Worse still is the association of absolutely anything creative, courageous, innovative, social, or born of any aesthetic but that of the shopping mall or FX Television, with Hipsterdom and the accompanying scorn. Producing a photo project? Hipster. Ordering a fair trade coffee? Hipster. Wearing a hat your girlfriend knitted for you? Hipster. Learning to play an instrument, learning a new language, baking your own bread, ordering a microbrew, going to a locally-produced documentary screening? What are you, some kind of Hipster?

A real-world application of this regretfully, and allegedly accidentally, appeared in my school newspaper, of which I was an editor when the article appeared. The article in question – run directly opposite an article congratulating students returning from volunteering in Africa – dealt with the altogether cynical and unproductive thesis that Africa had become a “fashionable” place for young people to volunteer, and that it was chosen for its sentimental caché rather than any specific real or perceived need.

The problem I had with the article is that it makes no difference why young volunteers choose to participate in programs, only that they participate and grow through helping others. Everyone benefits from these programs when they are properly administered, regardless of the reasons for which the participants have chosen one place over another. To look down upon this experience is as cynical as it is damaging to the well-being not only of the principal benefactors, but also of the potential participants who might be turned away – or the former participants who no longer feel proud of what they’ve done but instead simply uncool.

David Foster Wallace concluded his 1996 essay with a prediction. He suggested that as a reaction to the hipsters’ sneers, a new form of rebel would emerge, characterized by a heartfelt sincerity and an equal indifference to scorn. This would be an anti-rebel, really, with an inward-facing strength rather than an outward-striking insecurity. Thus far however, the Hipster still rules, and the rest of the world’s hatred of his fetishization of the cool continues to cost more than just a flea-market cardigan and a pair of Ray-Bans.

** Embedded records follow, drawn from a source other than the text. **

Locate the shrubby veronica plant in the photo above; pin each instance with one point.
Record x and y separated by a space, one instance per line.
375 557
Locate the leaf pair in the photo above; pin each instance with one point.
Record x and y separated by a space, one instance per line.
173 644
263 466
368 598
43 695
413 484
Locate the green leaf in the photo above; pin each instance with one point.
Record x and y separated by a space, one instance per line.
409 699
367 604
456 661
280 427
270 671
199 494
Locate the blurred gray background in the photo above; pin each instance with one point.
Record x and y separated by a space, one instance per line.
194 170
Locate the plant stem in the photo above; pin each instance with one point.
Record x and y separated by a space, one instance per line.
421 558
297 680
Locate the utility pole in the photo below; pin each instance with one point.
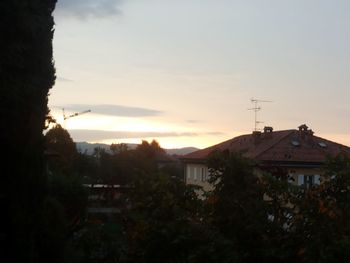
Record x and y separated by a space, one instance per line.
256 108
72 115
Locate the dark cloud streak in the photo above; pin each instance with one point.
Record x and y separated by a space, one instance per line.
83 9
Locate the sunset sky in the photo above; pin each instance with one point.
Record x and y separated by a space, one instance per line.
183 72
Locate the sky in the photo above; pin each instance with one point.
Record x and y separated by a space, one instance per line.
183 72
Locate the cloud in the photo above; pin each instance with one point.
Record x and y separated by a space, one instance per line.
83 9
97 135
113 110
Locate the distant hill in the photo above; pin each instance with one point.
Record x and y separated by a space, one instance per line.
88 148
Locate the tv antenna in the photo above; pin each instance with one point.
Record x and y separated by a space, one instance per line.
72 115
256 108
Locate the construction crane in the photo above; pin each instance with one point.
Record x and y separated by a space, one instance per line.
72 115
256 108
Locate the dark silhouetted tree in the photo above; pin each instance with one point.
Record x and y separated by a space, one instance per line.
26 75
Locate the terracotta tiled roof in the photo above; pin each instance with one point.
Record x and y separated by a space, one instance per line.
277 146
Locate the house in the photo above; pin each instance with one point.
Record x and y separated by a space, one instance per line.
298 151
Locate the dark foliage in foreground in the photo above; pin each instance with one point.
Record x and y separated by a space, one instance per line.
26 75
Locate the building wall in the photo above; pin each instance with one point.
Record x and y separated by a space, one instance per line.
197 174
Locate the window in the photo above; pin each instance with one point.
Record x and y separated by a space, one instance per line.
308 181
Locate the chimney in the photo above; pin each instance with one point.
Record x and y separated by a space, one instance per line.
268 129
305 132
268 132
256 136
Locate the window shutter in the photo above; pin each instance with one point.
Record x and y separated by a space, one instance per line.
301 179
317 180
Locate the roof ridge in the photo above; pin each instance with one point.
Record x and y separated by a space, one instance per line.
268 148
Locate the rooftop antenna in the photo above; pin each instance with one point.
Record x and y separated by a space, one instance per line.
256 108
72 115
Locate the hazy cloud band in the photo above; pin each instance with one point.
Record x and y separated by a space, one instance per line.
82 9
114 110
97 135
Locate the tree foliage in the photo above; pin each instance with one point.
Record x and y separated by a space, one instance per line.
27 73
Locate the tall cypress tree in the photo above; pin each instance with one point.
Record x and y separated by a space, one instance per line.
26 75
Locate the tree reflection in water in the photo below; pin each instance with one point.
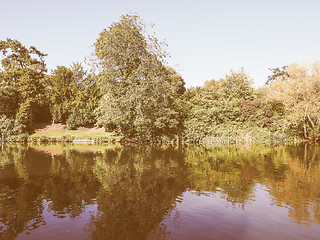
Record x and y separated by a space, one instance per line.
136 187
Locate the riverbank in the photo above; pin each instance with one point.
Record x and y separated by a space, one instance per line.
59 133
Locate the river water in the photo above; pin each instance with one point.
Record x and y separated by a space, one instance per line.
71 191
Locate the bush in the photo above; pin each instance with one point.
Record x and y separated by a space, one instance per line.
10 127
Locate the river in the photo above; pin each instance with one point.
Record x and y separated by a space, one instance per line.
113 191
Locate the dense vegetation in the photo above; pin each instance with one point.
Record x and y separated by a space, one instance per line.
133 92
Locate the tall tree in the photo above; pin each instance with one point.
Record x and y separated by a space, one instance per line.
73 96
139 94
299 91
23 69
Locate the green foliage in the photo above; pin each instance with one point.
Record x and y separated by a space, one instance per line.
140 96
23 70
73 96
9 127
299 90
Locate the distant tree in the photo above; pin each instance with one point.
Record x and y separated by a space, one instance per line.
23 71
73 96
299 91
277 72
60 93
139 94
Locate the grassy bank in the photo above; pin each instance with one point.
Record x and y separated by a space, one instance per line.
59 133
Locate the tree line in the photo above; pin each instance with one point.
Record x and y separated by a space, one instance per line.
132 91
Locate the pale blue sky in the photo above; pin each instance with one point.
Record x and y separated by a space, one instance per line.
205 38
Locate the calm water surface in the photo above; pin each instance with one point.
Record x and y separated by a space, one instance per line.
144 192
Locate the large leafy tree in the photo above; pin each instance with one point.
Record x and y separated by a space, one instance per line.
299 91
73 95
22 73
139 94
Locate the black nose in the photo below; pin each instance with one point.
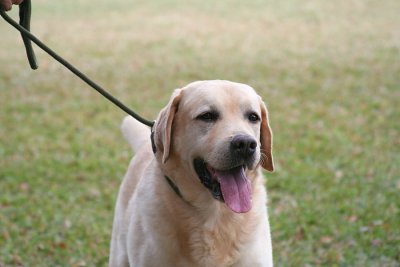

[1] DFW, “E Unibus Pluram: Television and U.S. Fiction”. A supposedly fun thing I’ll never do again, 1996. Wallace explains that although television caters to a “low” set of tastes, that does not mean that they are meant to appeal to “vulgar, prurient and dumb” people; rather that people’s “low” tastes have more in common than their sophisticated tastes.

2 thoughts on “Irony, and why Our Contempt for Hipsters is Ruining Africa for Everyone

  1. I guess we were so uncool as parents that we didn’t even realize the label of hipsters. More than the fad or fashion itself, it’s the tendency to slap a label or packaging term on everything and everyone that really disturbs me. People do the things they do for a myriad of reasons and with impulses that have been shaped over their lifetime. It’s dismissive and insulting to sum them up with terminology like “hipster”. Maybe Buddy bought that elk sweater at VV because it reminded him of the Mary Maxim zip-up his mother knitted for him when he was eight years old. Maybe he just likes elk.